On 22 April 2021, it was announced that Autódromo Miguel E. Abed would host a Formula E race in Mexico instead of Autódromo Hermanos Rodríguez, as it was being used as a field hospital due to the COVID-19 pandemic in Mexico. The event was called as Puebla ePrix and held on the dates of 19–20 June 2021.

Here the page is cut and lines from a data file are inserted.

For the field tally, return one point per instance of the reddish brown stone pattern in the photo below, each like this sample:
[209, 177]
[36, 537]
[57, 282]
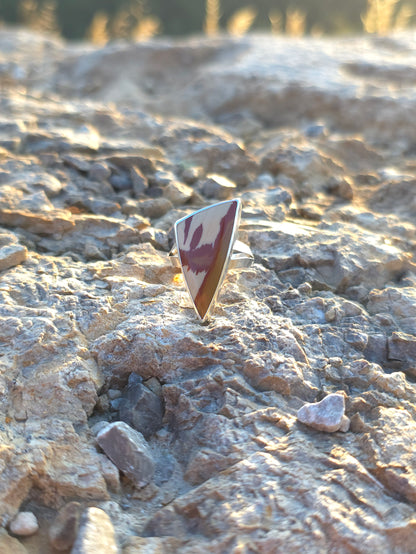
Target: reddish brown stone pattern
[204, 245]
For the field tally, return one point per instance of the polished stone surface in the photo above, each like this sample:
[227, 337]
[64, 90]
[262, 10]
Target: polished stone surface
[205, 239]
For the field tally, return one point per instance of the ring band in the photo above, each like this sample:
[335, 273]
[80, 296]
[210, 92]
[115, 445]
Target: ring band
[241, 256]
[206, 247]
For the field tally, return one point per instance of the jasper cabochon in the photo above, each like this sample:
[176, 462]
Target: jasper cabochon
[205, 240]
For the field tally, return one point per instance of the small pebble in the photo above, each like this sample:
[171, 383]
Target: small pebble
[326, 415]
[64, 529]
[24, 524]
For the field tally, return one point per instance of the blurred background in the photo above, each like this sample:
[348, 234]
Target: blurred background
[104, 20]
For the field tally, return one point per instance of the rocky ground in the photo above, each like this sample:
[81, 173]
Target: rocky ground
[126, 423]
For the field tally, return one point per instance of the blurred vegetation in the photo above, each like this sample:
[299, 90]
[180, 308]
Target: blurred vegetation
[102, 20]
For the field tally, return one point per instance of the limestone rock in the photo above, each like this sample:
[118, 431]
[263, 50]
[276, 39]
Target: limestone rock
[10, 545]
[96, 534]
[11, 252]
[318, 137]
[141, 408]
[64, 528]
[24, 524]
[128, 450]
[326, 415]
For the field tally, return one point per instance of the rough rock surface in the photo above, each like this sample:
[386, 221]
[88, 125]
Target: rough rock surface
[96, 534]
[128, 450]
[101, 151]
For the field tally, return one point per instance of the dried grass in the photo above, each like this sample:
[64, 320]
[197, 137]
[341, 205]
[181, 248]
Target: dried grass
[41, 17]
[382, 16]
[212, 17]
[295, 22]
[241, 21]
[97, 32]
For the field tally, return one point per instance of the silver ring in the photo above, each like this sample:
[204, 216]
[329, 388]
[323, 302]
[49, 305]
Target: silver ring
[206, 247]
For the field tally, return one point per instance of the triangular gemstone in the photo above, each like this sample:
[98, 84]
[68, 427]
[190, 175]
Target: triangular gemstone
[205, 240]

On 14 June 2021, the Formula E circuit layout was revealed, in which the layout was very similar to the WTCC layout except following a tighter hairpin after T3 and rejoining the WTCC layout at T6 within an infield loop; and also the layout included attack mode activation zone as the 'joker lap' alternate route different than other Formula E circuits.

==Events==

- Current

- March: NACAM Formula 4 Championship 500 KM Puebla, TCR Mexico Series
- May: NASCAR Mexico Series, NASCAR Mikel's Truck Series
- August: NASCAR Mexico Series, NASCAR Mikel's Truck Series
- September: NACAM Formula 4 Championship 6H Puebla, TCR Mexico Series
- October: NACAM Formula 4 Championship, TCR Mexico Series
- November: Gran Turismo Mexico

- Former

- Formula BMW Americas (2009)
- Formula E
  - Puebla ePrix (2021)
- Fórmula Panam (2005–2006, 2013, 2015–2018)
- LATAM Challenge Series (2008–2013)
- Fórmula de las Américas/Mexican Formula 3000 Championship (1988–1989, 1994–1995)
- Mexican Formula Three Championship (1990–1995)
- World Touring Car Championship
  - FIA WTCC Race of Mexico (2005–2006, 2008–2009)

==Lap records==

As of September 2025, the fastest official race lap records at the Autódromo Miguel E. Abed are listed as:

| Category | Time | Driver | Vehicle | Event |
International Road Course (2006–present): 3.363 km (2.090 mi)
| Formula Abarth | 1:25.465 | Mariano del Castillo | Tatuus FA010 | 2018 Puebla Fórmula Panam round |
| Stock car racing | 1:29.749 | Homero Richards | Ford Fusion NASCAR | 2017 Gran Premio Red Cola 120 |
| Formula Renault 2.0 | 1:30.840 | Giancarlo Serenelli | Tatuus FR2000 Renault | 2009 1st Puebla LATAM Challenge round |
| Formula Vee | 1:31.598 | José Sandoval | Tatuus FR2000 Volkswagen | 2012 Puebla LATAM Challenge round |
| Formula 4 | 1:31.704 | Igor Fraga | Mygale M14-F4 | 2018 Puebla NACAM F4 round |
| Formula BMW | 1:36.037 | Alex Ellis | Mygale FB02 | 2009 Puebla Formula BMW Americas round |
| Super 2000 | 1:38.076 | Andy Priaulx | BMW 320si | 2009 FIA WTCC Race of Mexico |
| TCR Touring Car | 1:39.646 | Julio Rejón | Cupra León Competición TCR | 2024 Puebla TCR Mexico round |
International Short Course/Formula E Circuit (2006–present): 2.982 km (1.853 mi)
| Formula Renault 2.0 | 1:23.322 | Homero Richards | Tatuus FR2000 | 2009 2nd Puebla LATAM Challenge round |
| Formula Abarth | 1:23.994 | Giancarlo Vecchi | Tatuus FA010 | 2016 Puebla Fórmula Panam round |
| Formula 4 | 1:24.355 | Alejandro Bobadilla | Tatuus F4-T421 | 2025 2nd Puebla NACAM F4 round |
| Formula E | 1:25.172 | Oliver Rowland | Nissan IM03 | 2021 Puebla ePrix |
Short NASCAR Road Course (2006–present): 2.590 km (1.609 mi)
| Stock car racing | 1:02.622 | Salvador de Alba Jr. | Ford Fusion NASCAR | 2021 2nd Puebla NASCAR Mexico round |
Long NASCAR Road Course (2006–present): 2.840 km (1.765 mi)
| Stock car racing | 1:18.360 | José Luis Ramírez | Ford Fusion NASCAR | 2019 Gran Premio Monster Energy |
Oval (1995–present): 2.060 km (1.280 mi)
| Stock car racing | 0:38.362 | Salvador de Alba Jr. | Ford Fusion NASCAR | 2022 NASCAR Puebla Gran Final |
International Road Course (2005): 3.130 km (1.945 mi)
| Formula Renault 2.0 | 1:28.010 | Diego Fernández | Tatuus FR2000 | 2005 Puebla Formula Renault 2000 America round |
| Super 2000 | 1:30.587 | Gabriele Tarquini | Alfa Romeo 156 WTCC | 2005 FIA WTCC Race of Mexico |

==Fatalities==

On June 14, 2009 during the 97th lap of a 100-lap NASCAR Mexico Series race at Autódromo Miguel E. Abed in Amozoc, Puebla, Carlos Pardo (September 16, 1975 – June 14, 2009) was hit by Jorge Goeters, which caused him to lose control of his car and he crashed sideways into the end of a lower retaining wall at over 200 km/h. The car was virtually destroyed on impact. He was transported to a local hospital by helicopter, where he was pronounced dead. He was declared the winner of the race since he was leading the race at the last completed lap before the accident occurred, beating Goeters by 0.044 seconds. Pardo, driving for Motorcraft team, had started the race from the last row.